Shufflebotham birdied the 10th, where Weaver missed from eight feet and both players got up and down from bunkers for a half at the short 12th. The Welshmen missed the green at the next to lose the hole to par and compounded the problem by three-putting the 14th to go one down. When he missed the green at the 17th the match was over.
"He got off to a fast start and that was a bit of a shock," said Weaver of his opponent who birdied the short first when he chipped in from the second tee having blocked his tee shot well to the right of the green. "I didn't start with any high expectations, " said Weaver. "That way you get shot down. I tend to get very high and my dad, who's a doctor, carried the bag for me. He talks me down and keeps me on a level keel."
Shufflebotham said: "It was a close match but I didn't convert the putts when I needed to. I carried my bag all week and I'm very tired. Maybe that was a mistake, but it's been a great week and maybe this is the start of better things for me."

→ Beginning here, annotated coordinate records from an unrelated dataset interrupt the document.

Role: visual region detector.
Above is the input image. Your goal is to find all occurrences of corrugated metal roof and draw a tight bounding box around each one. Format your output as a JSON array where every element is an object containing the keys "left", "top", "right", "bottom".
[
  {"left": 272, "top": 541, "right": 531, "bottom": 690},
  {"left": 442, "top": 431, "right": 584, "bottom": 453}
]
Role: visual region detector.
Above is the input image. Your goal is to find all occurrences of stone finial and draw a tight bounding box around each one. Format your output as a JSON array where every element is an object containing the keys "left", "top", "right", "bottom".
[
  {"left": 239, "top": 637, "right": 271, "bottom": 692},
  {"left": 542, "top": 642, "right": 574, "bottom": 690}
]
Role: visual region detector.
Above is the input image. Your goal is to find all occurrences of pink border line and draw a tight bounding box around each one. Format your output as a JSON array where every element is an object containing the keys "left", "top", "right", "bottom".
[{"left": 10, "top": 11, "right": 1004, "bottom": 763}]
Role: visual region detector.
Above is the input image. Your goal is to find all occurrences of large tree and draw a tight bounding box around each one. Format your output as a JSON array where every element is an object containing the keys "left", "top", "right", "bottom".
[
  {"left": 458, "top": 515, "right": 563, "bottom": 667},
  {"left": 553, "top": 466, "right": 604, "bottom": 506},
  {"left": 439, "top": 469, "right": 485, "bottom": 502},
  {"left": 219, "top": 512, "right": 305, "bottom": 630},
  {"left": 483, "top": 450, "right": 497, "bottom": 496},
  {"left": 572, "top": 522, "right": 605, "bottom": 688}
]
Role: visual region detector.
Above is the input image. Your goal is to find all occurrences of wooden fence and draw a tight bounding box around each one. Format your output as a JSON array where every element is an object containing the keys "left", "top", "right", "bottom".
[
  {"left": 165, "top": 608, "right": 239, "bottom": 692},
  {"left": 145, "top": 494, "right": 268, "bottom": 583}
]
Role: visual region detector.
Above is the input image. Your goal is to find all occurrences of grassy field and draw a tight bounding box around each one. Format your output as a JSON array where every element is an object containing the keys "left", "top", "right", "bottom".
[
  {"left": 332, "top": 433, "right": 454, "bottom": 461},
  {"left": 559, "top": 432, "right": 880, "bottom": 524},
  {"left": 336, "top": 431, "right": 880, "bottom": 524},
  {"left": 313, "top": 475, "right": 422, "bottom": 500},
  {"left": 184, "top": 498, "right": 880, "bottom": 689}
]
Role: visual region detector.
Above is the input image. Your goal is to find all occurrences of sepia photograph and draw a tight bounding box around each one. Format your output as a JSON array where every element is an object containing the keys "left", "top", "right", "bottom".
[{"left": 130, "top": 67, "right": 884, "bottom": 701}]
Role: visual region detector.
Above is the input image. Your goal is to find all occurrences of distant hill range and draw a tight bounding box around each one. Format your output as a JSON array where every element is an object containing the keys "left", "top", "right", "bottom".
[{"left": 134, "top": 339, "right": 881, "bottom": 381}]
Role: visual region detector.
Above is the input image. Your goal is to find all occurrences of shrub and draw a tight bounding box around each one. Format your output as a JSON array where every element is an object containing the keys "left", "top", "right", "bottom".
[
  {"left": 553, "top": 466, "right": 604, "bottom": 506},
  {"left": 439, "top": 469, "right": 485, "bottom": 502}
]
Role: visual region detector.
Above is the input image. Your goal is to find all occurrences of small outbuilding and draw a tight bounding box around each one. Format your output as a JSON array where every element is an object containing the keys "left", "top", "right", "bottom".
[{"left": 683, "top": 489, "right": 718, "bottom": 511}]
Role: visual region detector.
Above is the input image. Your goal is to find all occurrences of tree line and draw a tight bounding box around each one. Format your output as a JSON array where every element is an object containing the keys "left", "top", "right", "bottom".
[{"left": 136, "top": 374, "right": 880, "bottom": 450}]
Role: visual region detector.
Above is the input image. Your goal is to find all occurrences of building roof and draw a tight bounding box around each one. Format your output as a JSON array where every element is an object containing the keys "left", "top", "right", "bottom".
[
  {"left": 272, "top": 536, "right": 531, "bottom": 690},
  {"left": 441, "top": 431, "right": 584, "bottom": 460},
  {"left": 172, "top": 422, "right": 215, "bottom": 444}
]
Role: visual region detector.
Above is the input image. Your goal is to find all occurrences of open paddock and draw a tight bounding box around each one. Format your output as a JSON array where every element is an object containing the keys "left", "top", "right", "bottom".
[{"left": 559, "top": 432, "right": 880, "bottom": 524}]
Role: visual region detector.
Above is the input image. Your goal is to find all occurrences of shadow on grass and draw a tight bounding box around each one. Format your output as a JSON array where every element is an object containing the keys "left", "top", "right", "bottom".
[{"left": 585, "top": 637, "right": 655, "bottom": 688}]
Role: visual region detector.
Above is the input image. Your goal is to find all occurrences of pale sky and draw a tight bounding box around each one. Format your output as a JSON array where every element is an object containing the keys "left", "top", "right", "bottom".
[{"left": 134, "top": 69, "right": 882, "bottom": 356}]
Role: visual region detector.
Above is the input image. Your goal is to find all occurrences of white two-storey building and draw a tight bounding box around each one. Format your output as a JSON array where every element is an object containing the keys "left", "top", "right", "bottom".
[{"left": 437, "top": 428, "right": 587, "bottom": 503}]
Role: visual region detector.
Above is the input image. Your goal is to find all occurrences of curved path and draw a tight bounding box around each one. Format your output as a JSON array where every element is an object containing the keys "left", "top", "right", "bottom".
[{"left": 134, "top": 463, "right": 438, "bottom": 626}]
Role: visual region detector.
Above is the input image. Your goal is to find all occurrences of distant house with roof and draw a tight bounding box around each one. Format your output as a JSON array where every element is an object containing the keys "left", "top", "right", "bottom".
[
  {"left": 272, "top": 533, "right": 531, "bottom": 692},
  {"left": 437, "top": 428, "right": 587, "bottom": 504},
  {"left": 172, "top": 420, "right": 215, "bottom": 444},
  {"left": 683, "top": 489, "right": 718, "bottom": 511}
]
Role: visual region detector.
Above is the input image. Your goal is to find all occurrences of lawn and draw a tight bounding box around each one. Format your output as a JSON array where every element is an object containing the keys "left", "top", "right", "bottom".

Weaver's opponent in the final is Tim Stewart, the six-foot-six 22-year-old who won the Australian Amateur Championship last year, who closed out a high-quality match against Callum Macaulay by one hole. He opened with a birdie from 10 feet, they halved the second and sixth in birdies, but the Australian lost a ball at the third.
Macaulay reached the 555-yard seventh in two and his birdie put him one ahead at the turn. But he conceded the 14th after driving into heavy rough and dropped a shot to go one behind at the next. The 16th and 17th were halved.
At the final hole Stewart hit a one-iron tee shot into a bunker on the right and Macaulay followed him in. The half in five was enough to give the tall Australian the match and the chance to become only the second player from his country to win the title.
"It would be a hiuge honour to win this championship," he said. "But I don't want to get ahead of myself." He won his country's Amateur last year and this season captured the prestigious Riversdale Cup. He is currently at the Australian Institute of Sport.
Macaulay said: "Obviously I'm disappointed, but I made a great four at 17 to keep the match alive. Overall I'm happy with the way I played and it gives me something to build on for the rest of the year."